Although Biden has called on every American to wear a mask when they are around people outside their household, and has asked governors and local officials to require mask use mandatory, he does not appear to have the authority to issue a national mask mandate or a nationwide lockdown.

COVID-19 Task Force 

On November 9, the transition team announced the first members of its COVID-19 task force, which includes people with expertise in public health, epidemiology, medicine and public policy.

The task force is co-chaired by former Food and Drug Administration commissioner David Kessler, MD, now a professor at the University of California at San Francisco (UCSF); Yale associate dean for health equity research Marcella Nunez-Smith, MD, MHS; and former surgeon general Vivek Murthy, MD.

Other notable names include former Biomedical Advanced Research and Development Authority director Rick Bright, PhD, who resigned after filing a whistleblower complaint about the Trump administration’s COVID-19 response; former Obama administration health policy adviser Zeke Emanuel, MD, of the University of Pennsylvania; Atul Gawande, MD, PhD, a Harvard professor who was formerly CEO of Amazon’s healthcare venture, Haven; former Ryan White Care Act director and U.S. Global AIDS Coordinator Eric Goosby, MD, now also at UCSF; former Chicago public health commissioner Julie Morita, MD, now at the Robert Wood Johnson Foundation; epidemiologists Michael Osterholm, MD, PhD, of the University of Minnesota; and Loyce Pace, MPH, executive director of the Global Health Council.


After complaints that the task force did not include front-line care providers, on November 28, the Biden-Harris team added Jane Hopkins, RNMH, a nurse specializing in mental health who is serves as executive vice president of SEIU Healthcare 1199NW, a health workers’ union in Washington State.
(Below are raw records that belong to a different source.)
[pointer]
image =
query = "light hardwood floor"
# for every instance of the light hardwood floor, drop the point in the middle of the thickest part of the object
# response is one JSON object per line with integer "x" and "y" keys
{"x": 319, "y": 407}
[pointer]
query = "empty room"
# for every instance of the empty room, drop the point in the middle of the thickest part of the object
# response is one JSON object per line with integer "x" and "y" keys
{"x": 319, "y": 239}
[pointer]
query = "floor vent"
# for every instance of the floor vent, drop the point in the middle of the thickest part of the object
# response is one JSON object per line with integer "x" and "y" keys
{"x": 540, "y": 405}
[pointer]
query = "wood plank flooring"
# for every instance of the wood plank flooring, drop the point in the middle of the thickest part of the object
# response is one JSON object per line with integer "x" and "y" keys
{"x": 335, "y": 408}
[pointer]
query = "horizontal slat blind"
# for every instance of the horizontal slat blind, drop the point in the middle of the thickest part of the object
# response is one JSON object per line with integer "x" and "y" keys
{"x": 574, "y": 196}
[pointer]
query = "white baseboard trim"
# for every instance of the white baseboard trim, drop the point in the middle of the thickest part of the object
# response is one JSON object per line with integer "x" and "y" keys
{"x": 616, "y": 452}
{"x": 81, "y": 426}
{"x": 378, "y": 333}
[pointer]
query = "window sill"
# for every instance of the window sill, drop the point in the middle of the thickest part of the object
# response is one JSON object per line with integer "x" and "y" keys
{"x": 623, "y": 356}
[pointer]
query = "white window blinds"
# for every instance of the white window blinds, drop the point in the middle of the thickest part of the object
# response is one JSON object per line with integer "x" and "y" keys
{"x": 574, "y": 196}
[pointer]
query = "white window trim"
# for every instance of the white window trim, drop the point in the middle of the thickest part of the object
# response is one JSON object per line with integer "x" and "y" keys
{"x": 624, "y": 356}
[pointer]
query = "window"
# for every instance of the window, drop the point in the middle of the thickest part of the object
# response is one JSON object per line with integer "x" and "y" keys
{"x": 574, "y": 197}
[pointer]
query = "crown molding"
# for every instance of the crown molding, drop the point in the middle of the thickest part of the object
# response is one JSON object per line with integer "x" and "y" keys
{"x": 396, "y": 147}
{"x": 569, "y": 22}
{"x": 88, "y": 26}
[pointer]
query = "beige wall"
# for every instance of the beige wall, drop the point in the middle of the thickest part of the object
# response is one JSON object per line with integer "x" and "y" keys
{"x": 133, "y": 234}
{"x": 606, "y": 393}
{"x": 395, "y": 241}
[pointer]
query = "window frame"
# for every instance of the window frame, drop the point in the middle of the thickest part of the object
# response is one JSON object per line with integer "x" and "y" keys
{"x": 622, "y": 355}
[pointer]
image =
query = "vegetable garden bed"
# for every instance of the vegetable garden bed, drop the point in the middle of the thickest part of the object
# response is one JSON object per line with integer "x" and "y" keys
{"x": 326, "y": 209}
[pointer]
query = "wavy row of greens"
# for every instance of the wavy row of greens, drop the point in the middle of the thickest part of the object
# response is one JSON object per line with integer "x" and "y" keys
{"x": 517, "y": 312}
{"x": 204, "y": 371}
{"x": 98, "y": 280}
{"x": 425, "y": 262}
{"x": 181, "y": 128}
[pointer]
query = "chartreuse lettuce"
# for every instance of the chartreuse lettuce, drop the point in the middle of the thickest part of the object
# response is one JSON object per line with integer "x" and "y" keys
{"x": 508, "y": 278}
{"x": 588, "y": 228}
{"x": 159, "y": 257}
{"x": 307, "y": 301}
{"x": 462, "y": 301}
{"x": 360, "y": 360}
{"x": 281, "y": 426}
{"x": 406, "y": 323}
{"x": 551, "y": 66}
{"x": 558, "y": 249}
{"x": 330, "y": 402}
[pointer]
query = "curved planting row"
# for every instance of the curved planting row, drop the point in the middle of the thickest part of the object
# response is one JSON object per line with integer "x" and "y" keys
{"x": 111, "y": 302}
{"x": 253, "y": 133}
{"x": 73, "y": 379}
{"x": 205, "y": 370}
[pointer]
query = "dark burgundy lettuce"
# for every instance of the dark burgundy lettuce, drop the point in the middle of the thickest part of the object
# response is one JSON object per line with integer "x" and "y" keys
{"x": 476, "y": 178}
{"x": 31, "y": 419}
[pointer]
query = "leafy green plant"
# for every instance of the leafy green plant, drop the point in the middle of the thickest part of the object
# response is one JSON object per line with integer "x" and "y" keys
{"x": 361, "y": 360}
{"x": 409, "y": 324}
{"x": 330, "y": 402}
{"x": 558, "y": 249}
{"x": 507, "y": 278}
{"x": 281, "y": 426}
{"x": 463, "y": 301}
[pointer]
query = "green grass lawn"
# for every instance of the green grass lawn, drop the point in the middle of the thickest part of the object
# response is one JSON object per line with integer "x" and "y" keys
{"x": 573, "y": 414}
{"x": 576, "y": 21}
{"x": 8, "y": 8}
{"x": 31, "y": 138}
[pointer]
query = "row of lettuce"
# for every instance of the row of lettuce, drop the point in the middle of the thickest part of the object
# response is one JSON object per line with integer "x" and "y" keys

Other recent additions include Jill Jim, PhD, MPH, executive director at the Navajo Nation Department of Health, and David Michaels, PhD, a George Washington University epidemiologist who served as assistant secretary of labor for occupational safety and health during the Obama administration. 

“As COVID-19 surges across the country, I need a team advising me and a transition that offers diverse perspectives and viewpoints,” Biden said when he announced the new members. “Ms. Hopkins, Dr. Jim, and Dr. Michaels will strengthen the board’s work and help ensure that our COVID-19 planning will address inequities in health outcomes and the workforce.”